Follow-up candidates (the §12 / §13 / §14 parts of
`Documentation/PROPOSALS/LANGUAGE_BOOK.md` that
didn't ship):

- `--format grammar` and `--format phrasebook`
  exports — need rule HJSON schema design (the
  current template is the right shape; the
  exporter doesn't yet parse it).
- `inkhaven language test <name>` headless
  roundtrip drift CLI.
- `inkhaven language translate` headless
  translation CLI.
- `Ctrl+B Shift+R` reverse-lookup picker
  ("find the entry whose translation is `X`").

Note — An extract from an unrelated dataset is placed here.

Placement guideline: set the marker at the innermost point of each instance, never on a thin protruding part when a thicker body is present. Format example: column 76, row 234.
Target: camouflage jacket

- `Ctrl+B Shift+W` word-of-the-day floating
  card in the manuscript editor + phonotactic
  generator in the Language book.
- Card renderers for Dictionary / Grammar /
  Phonology paragraphs viewed inside the Language
  book (the §7 / §10 visualisations from the
  proposal).

The plumbing for all of these is in place; they're
chord / render work, not data-model work.